My dad is a retired statistics professor who views Big Data askance. It's not because of the massive hype the topic receives, which Gartner says, in its recent report, means it is headed towards the 'trough of disillusionment' and it's not because my dad came of age in the era of the slide rule.

He'll assert that it doesn't matter how much data you have if you don't know what question to ask – and this remains the age-old challenge for all researchers.

He's right, and pharma teams should take heart. Big Data is not always the right data. Voluminous data sets that are collected, maintained and analysed represent a potential treasure trove for marketing and other departments. Yet the emphasis placed on analytics drawn from vast data sets – and the amazing gains that technology has enabled in speed and visualisation of it – obscures several correspondingly oversized problems:

1) If you've asked the wrong question to begin with, a massive sample size is meaningless. As one expert related: "if you don't know what you're looking for, you can find just about anything."

2) If your data governance – data capture, storage and curation – are inconsistent, it's difficult to assert that the follow-on conclusions drawn from it are representative, let alone accurate.

3) Even if you have massive data sets that allow teams to see unsuspected patterns, correlation is not causation. This is something drug makers must watch with care, lest teams suggest patients abandon treatments when causality is not there, as in recently identified increased melanoma rates seen in patients taking erectile dysfunction drugs.

4) If your data are dirty, for example criteria asked of a patient are imprecise when turned into multiple choice questions, or records are missing information, or asking questions that are obsolete, your conclusions can be flawed. A Toronto physician-turned-data-scientist bemoaned the challenge of deciphering medical records saying 'smoking = 0' when trying to figure out how many cigarettes a patient smoked, pointing out that where humans could easily understand what this meant, computers would struggle.

Pharma brand managers, market insights teams, and marketing leaders are starting to see through the hype and know that they need a better approach. Here are three ways to drink from the Big Data firehose without your conclusions getting washed away:

1) Boost data literacy, and not just by hiring brilliant data scientists. Dozens of universities are working to deliver data science-savvy graduates to meet the brisk hiring demand, and that's fine. They are needed to help connect the dots between the technology platform and actionable information. However there needs to be emphasis on empowering information end users, so they can understand and apply the internal treasure troves for meaningful insights that can achieve business goals. Having data doesn't mean you know what to do with it.

2) Explore the questions to be asked first. Use a smaller, yet meaningful, sample size of 50 to 100 individuals, to test focused questions, both closed- and open-ended, where comments can help refine the most meaningful questions to ask for the business decision at hand. Perhaps conduct a few in-depth interviews to drill down on certain aspects surrounding an issue. This is particularly helpful when market circumstances dictate immediacy.

For example, a large pharmaceutical company was days away from finalising a major acquisition when key opinion leaders flagged a minor side effect that they felt might impact prescribing behaviour. The pharma company had access to reams of data about the drug and the side effect, but not the specific answer, from likely prescribers – an answer delivered in that moment, in the context of the present debate. By using an on-demand market insights approach to frame the question, within three hours, the company had market data showing that the side effect in question was not an issue.

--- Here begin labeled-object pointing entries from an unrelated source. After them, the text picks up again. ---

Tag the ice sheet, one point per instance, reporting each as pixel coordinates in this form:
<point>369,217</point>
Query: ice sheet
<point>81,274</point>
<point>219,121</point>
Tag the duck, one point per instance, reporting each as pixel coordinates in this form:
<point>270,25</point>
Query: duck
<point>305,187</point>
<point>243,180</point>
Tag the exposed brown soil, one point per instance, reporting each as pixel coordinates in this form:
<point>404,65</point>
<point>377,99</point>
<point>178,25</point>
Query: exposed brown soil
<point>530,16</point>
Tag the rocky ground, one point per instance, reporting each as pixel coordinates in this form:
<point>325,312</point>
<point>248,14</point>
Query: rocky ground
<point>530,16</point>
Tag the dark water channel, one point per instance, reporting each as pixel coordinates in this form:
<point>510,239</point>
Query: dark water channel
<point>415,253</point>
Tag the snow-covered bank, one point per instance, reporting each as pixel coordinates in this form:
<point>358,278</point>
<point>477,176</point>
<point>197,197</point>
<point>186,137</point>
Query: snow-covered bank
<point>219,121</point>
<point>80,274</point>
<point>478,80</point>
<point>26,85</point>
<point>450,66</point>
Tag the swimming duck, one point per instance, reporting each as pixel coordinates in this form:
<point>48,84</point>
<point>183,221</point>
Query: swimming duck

3) Make technology your friend. Leverage mobility among prescribers; remember most physicians use their mobile devices at work and four out of five physicians are expected to own a tablet this year. This involves more than simply enabling web pages for mobile device browser access. Dialogues should be made shorter, taking just minutes to complete and asking from four to eight focused questions, so that actionable results can be made available in hours, not weeks.

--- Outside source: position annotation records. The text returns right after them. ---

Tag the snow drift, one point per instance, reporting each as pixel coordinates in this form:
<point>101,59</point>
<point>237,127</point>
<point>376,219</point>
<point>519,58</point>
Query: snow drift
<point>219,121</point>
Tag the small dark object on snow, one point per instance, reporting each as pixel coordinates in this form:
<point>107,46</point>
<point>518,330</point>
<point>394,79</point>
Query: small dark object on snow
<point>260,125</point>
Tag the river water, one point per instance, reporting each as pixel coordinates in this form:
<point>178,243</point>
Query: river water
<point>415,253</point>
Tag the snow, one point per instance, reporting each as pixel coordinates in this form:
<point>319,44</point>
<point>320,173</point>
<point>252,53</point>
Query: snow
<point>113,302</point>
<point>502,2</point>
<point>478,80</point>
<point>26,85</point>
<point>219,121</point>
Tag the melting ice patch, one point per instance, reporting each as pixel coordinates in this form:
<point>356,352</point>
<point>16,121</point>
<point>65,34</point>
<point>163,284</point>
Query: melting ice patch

With the rise of physician online communities of various kinds, targeting and accessing prescriber expertise and opinions has never been easier.

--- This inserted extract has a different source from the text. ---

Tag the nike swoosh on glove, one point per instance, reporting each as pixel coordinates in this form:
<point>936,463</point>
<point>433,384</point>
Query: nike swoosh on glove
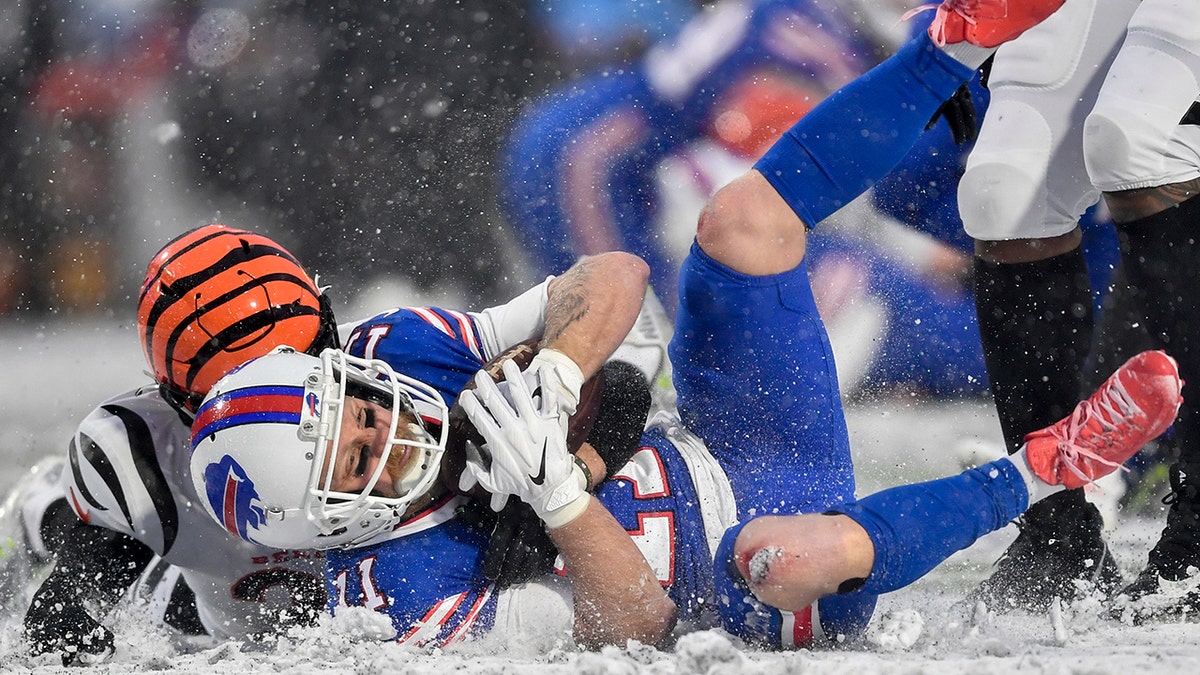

An April 2015 Forrester Research report explained the Big Data challenge as 'businesses are drowning in data but starving for insights'. For pharma teams, and any stakeholder trying to optimise resources, staying afloat means knowing the difference between the Big Data they have, the right data they want, and building an ongoing process to help the one deliver the other.

About the author:

Tom Lancaster is senior vice president of technology strategy at InCrowd, an on-demand market intelligence provider to the life sciences.